The Kansas filing includes the same forecasted generation additions and retirements announced in April. Evergy said its move toward more sustainable energy sources advances the goal to reduce carbon emissions 70% by 2030 (relative to 2005 levels) and achieve net-zero carbon emissions by 2045. Achieving those goals will depend on technology, regulatory, and legislative enablers, it said.

The utility identified additional coal-fired capacity that is slated for retirement by 2040:

  • Lake Road unit 4/6 in late 2024 (97 MW)
  • Jeffrey unit 3 in 2030 (669 MW)
  • La Cygne unit 1 in 2032 (746 MW)
  • La Cygne unit 2 (662 MW), Jeffrey units 1 and 2 (1,335 MW), and Iatan unit 1 (616 MW) in 2039.

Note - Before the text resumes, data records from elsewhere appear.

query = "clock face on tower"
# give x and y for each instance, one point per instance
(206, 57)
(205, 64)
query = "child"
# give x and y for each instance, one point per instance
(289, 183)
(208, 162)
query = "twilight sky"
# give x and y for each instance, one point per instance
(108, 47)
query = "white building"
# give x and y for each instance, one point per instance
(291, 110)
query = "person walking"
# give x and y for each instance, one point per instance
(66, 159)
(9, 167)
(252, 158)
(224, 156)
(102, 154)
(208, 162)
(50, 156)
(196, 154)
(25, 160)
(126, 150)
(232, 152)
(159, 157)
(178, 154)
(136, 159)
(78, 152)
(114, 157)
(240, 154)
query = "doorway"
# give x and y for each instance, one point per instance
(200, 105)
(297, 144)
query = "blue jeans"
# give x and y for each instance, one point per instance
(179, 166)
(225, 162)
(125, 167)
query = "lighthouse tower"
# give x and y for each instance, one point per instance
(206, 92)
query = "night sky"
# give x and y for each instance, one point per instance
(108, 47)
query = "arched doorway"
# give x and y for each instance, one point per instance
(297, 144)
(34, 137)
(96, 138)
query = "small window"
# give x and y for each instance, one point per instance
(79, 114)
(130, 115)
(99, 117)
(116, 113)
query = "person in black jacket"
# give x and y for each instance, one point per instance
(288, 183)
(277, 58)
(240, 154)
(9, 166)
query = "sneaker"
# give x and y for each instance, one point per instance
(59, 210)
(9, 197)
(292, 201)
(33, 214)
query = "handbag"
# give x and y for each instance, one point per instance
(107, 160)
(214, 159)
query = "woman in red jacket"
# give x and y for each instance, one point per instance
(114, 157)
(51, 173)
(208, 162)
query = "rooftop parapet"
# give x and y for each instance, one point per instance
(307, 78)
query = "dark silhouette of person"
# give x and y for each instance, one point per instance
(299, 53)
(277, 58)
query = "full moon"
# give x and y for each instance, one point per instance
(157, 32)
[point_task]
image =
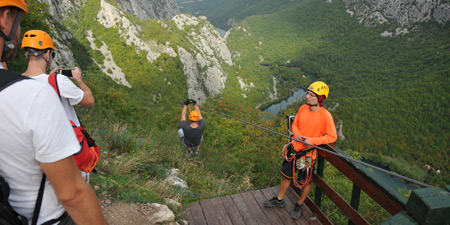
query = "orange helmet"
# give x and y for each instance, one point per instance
(21, 4)
(319, 88)
(193, 116)
(37, 39)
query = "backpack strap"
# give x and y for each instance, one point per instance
(7, 78)
(54, 83)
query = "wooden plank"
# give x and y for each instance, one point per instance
(290, 200)
(232, 210)
(348, 210)
(221, 212)
(209, 212)
(254, 208)
(318, 212)
(197, 215)
(281, 212)
(306, 212)
(244, 210)
(268, 212)
(383, 198)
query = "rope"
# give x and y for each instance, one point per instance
(325, 150)
(319, 148)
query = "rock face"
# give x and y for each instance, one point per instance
(151, 9)
(403, 12)
(60, 9)
(203, 65)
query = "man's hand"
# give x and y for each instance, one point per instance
(302, 138)
(56, 70)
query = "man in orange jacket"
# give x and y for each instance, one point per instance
(313, 125)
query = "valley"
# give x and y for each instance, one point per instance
(389, 80)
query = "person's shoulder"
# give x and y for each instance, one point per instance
(303, 107)
(325, 111)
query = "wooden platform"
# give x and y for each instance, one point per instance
(247, 209)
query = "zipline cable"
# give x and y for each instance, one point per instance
(319, 148)
(325, 150)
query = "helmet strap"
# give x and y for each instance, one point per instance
(8, 43)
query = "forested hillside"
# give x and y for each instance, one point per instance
(226, 14)
(392, 96)
(392, 91)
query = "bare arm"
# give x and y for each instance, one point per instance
(88, 98)
(199, 113)
(76, 196)
(183, 113)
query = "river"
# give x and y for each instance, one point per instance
(282, 105)
(221, 31)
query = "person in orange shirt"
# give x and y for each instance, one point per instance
(313, 125)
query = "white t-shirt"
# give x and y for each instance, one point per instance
(70, 94)
(33, 129)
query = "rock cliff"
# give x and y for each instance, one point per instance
(154, 9)
(403, 12)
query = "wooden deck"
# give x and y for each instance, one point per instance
(247, 209)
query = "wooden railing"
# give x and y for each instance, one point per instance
(360, 182)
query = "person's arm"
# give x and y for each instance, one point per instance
(75, 195)
(199, 113)
(295, 128)
(183, 113)
(88, 98)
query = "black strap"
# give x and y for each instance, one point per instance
(7, 78)
(37, 207)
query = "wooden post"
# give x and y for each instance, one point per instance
(356, 193)
(318, 193)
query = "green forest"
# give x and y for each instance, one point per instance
(392, 95)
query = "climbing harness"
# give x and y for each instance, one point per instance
(325, 150)
(301, 161)
(321, 149)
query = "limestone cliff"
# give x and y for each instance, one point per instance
(145, 9)
(403, 12)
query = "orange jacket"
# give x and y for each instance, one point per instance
(318, 126)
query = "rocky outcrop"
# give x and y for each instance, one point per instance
(108, 66)
(403, 12)
(151, 9)
(59, 10)
(202, 64)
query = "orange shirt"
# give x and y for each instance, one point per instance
(318, 126)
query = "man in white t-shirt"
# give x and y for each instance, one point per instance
(36, 138)
(40, 51)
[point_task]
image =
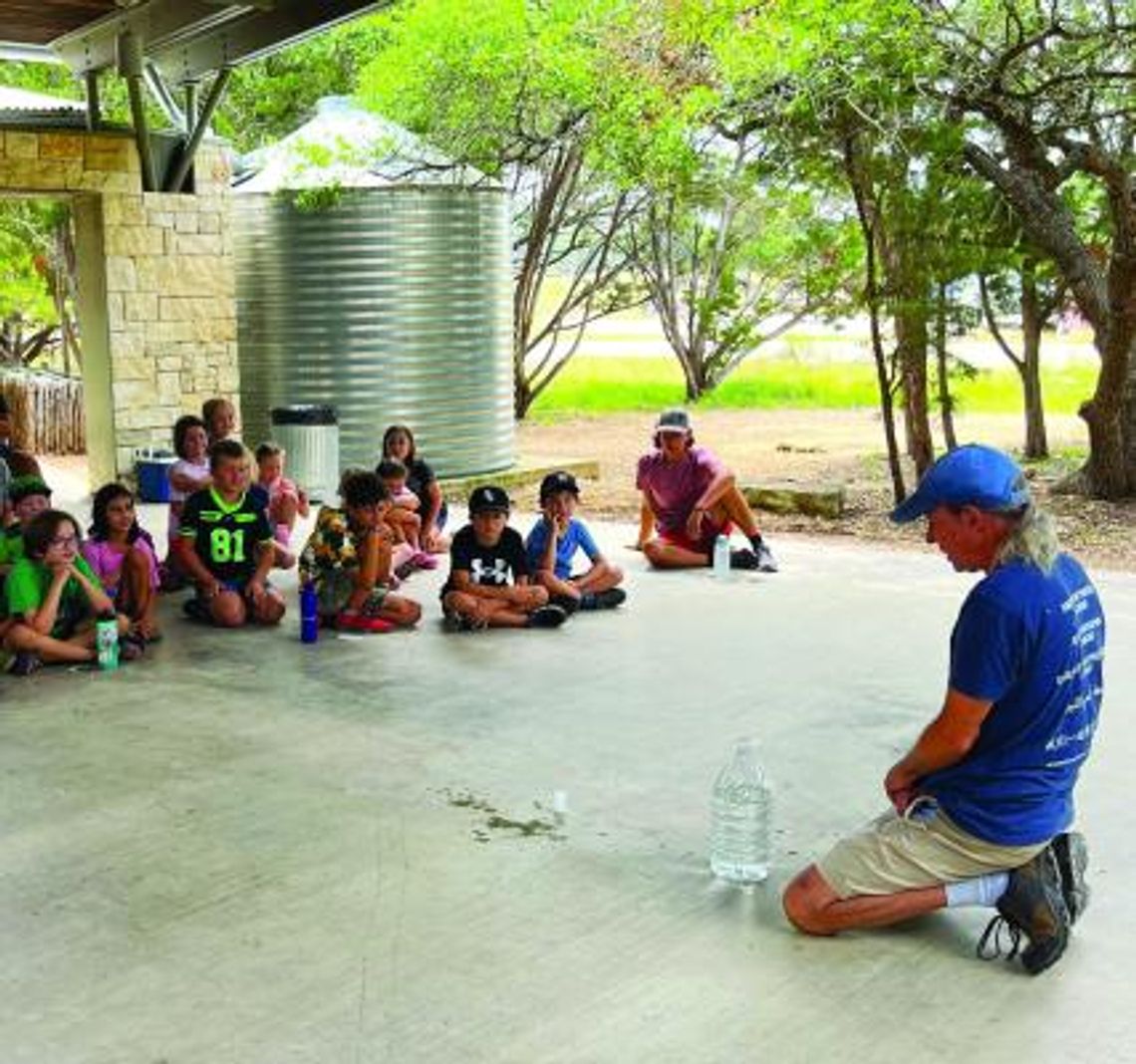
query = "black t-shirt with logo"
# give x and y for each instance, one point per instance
(225, 535)
(497, 566)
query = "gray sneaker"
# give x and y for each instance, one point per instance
(1071, 854)
(1031, 907)
(548, 617)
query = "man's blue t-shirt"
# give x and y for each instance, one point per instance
(576, 537)
(1032, 643)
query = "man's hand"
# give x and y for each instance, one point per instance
(900, 786)
(695, 524)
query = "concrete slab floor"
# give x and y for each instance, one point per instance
(245, 850)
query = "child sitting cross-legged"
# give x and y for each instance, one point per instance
(348, 559)
(121, 555)
(226, 546)
(54, 600)
(488, 584)
(553, 543)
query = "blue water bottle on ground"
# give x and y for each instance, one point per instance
(309, 612)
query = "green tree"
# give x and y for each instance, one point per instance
(1046, 95)
(735, 259)
(269, 98)
(546, 100)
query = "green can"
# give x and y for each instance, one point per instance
(106, 643)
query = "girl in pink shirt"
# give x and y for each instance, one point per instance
(123, 559)
(285, 501)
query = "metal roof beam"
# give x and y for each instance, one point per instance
(153, 23)
(253, 35)
(17, 53)
(187, 39)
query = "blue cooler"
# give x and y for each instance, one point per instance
(151, 467)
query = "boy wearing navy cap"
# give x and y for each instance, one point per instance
(488, 584)
(553, 543)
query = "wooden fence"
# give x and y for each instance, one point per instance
(47, 412)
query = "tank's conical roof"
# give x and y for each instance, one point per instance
(346, 145)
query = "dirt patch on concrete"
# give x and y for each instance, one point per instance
(841, 446)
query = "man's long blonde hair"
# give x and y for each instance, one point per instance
(1032, 538)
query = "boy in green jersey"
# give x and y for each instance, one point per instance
(225, 544)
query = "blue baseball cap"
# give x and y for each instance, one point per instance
(968, 476)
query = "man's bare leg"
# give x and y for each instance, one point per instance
(812, 907)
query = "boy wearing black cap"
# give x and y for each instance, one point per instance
(29, 496)
(488, 584)
(552, 545)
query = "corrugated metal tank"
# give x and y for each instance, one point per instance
(392, 305)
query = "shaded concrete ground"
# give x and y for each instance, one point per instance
(244, 850)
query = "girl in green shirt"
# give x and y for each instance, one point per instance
(55, 599)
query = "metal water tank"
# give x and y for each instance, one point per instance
(391, 301)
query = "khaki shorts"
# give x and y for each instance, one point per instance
(337, 586)
(905, 853)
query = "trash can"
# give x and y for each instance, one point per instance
(151, 468)
(310, 437)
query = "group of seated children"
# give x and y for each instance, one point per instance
(496, 581)
(53, 593)
(227, 533)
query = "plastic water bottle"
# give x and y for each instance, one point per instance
(721, 557)
(740, 806)
(106, 642)
(309, 612)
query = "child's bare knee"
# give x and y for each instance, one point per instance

Evergy said it expects its coal plants will run fewer hours as their energy is displaced by lower-cost renewable resources. However, it said that reliability challenges driven by the extreme weather of February 2021 “demonstrated the value of dispatchable generation with fuel on the ground.”

The utility’s IRP is a triennial filing that sets an implementation plan through 2024 and describes expectations for meeting longer-term energy needs through 2040. Evergy serves around 1.6 million customers in Kansas and Missouri.